02/10/2015 07:32 BST | Updated 02/10/2016 06:12 BST

This Is What an IUGR Pregnancy Is Really Like

An IUGR pregnancy is not straight forward. It is not relaxed, or enjoyable. It is not one of the most special times of your life. Instead, it is filled with unanswered questions, stress and worry. It is fragile. It is complicated. This is what an IUGR pregnancy is really like.

An IUGR pregnancy is not straight forward. It is not relaxed, or enjoyable. It is not one of the most special times of your life. Instead, it is filled with unanswered questions, stress and worry. It is fragile. It is complicated. This is what an IUGR pregnancy is really like.


Our scheduled growth scan had gone ahead as planned, mainly to keep the doctors onside so that I could have my much wanted VBAC signed off by the midwives. And as we waited to see the consultant, I made my first mistake. I googled the predicted birth weight the sonographer had given us, if only to confirm my belief that there was nothing wrong with my baby. Oh, what a mistake to consult Dr Google so early on.

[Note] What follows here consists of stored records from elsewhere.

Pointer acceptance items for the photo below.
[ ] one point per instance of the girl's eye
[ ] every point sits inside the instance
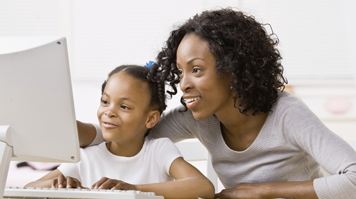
(196, 70)
(180, 72)
(125, 107)
(104, 102)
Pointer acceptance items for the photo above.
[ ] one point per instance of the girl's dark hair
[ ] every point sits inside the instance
(242, 48)
(158, 98)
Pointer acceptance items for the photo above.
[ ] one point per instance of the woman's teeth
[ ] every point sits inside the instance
(191, 99)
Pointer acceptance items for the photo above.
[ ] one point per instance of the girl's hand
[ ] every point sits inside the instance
(243, 190)
(65, 182)
(107, 183)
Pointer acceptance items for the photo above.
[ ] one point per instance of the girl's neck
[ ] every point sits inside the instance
(125, 149)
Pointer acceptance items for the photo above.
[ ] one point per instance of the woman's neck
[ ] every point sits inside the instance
(126, 149)
(240, 130)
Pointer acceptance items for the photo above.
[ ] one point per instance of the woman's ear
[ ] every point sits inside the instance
(152, 119)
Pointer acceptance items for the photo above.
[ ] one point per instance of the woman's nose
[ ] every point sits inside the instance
(185, 83)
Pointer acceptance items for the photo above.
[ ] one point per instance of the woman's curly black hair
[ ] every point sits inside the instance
(242, 47)
(158, 98)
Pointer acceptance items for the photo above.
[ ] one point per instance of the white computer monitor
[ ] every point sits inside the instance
(37, 118)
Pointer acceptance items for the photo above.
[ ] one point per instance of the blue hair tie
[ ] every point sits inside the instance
(149, 64)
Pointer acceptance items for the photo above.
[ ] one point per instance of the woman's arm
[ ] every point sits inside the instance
(55, 179)
(86, 132)
(303, 190)
(188, 183)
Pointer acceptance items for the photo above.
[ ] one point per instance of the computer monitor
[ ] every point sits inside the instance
(37, 118)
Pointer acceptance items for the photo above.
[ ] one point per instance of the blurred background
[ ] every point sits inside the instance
(317, 42)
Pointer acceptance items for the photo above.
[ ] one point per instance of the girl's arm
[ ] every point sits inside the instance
(55, 179)
(188, 183)
(86, 132)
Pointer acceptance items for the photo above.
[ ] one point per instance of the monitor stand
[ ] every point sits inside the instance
(5, 156)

Page after page of cautions and warnings. Your baby has IUGR. Your baby is not growing. Your baby is too small!

When the doctor arrived, she barely looked at us before embarking upon a plan of action to try and get this pregnancy to at least 34 weeks before removing the baby via c-section.

And then it got real. This is what an IUGR pregnancy is really like.

There's no time for waiting and seeing. There's no time for pleasantries in the consulting room. There's no time to stop, and think.

From the moment you're told your baby is not growing well, you feel a little like a ticking time bomb. Each hospital appointment brings stress and fear into your bones. You pack your bag and take it with you each time, in case this is the week that they tell you your pregnancy must end. Baby must be delivered now. Baby is, finally, better out than in.

You walk out of the hospital each week with a huge sense of relief coursing through your veins. Your bag weighs heavy in your hand once more, and you think about replacing those prem vests with tiny baby vests instead, seeing as your baby is going to make it inside for another week. And then you realise that one more week might not be long enough for baby to graduate onto tiny baby vests after all.

And with that, the relief starts to fade and you enter another week of watiting and hoping. Another week of scouring the internet for stories like yours, for advice, for support. Another week of knowing that the risks associated with IUGR might just mean that this baby won't make it home after all. Another week where Dr Google scares the hell out of you.

And in between the scans and check ups, there is the CTG monitoring. Watching the numbers leap and fall, leap and fall. Hearing your baby's heartbeat rattle on. Willing your baby to move, just a little.


And those little vests stay packed in your bag because you know that one of these days, they're going to keep you in. And take your baby out.

Failure to thrive.

Too small.

Low birth weight.

At risk.

You know that a percentage of IUGR babies are stillborn, either because the condition is undetected or because they are not delivered soon enough. You know that a VBAC is now completely out of the question because your baby is too small to survive the stress, but that doesn't help the desperate grieving that has already begun. You know that this is a journey that has only just begun.

'Unexplained IUGR' didn't cut it for me. I knew that my baby was small, way below the 10th centile. And I knew that meant IUGR. But I wanted to know why. Blood flow had improved after an alarming doppler scan. Fluids were fine. My blood pressure was fine. My placenta was not located too low. I am not diabetic. I do not have a blood clotting disease. I don't smoke, drink, or take drugs. I eat well. I exercise sensibly. I was not underweight before pregnancy and I was gaining enough weight throughout. I was healthy! And yet my baby had unexplained IUGR.

40-60% of IUGR cases are unexplained, and for those women they possibly never get the answers to their questions.

Blood flow remained fine for me. All of the above was discounted, but I didn't want to be unexplained, when I had so much to potentially lose. I wanted answers. Answers that midwives couldn't give me because my case was being dealt with by the doctors. Answers that the doctors couldn't or wouldn't give me. Answers that I still do not have.

Yes, my baby came home.


My baby is about to celebrate her first birthday. But so many do not. So many women endure an IUGR pregnancy without the answers to their questions. With no support. With no information. With no explanations. Unless a clear problem is detected, these women are not referred to specialists who may be able to answer their questions. They are not given any guidance on what to expect when their baby is born. They are not told just how challenging a newborn IUGR baby can be.

This has to change! Women need to be supported. We need that shoulder to cry on, that source of support to call on when our nerves are in shreds. That reassurance, that courage. We need the strength that comes with knowledge. We need to know that we are not alone, and that we matter. Our babies matter. They may be small, but they matter.

As part of #MatExp's #OxytocinOctober I intend to make some changes happen. It's too late for me, but it won't be too late for the next woman about to walk my path.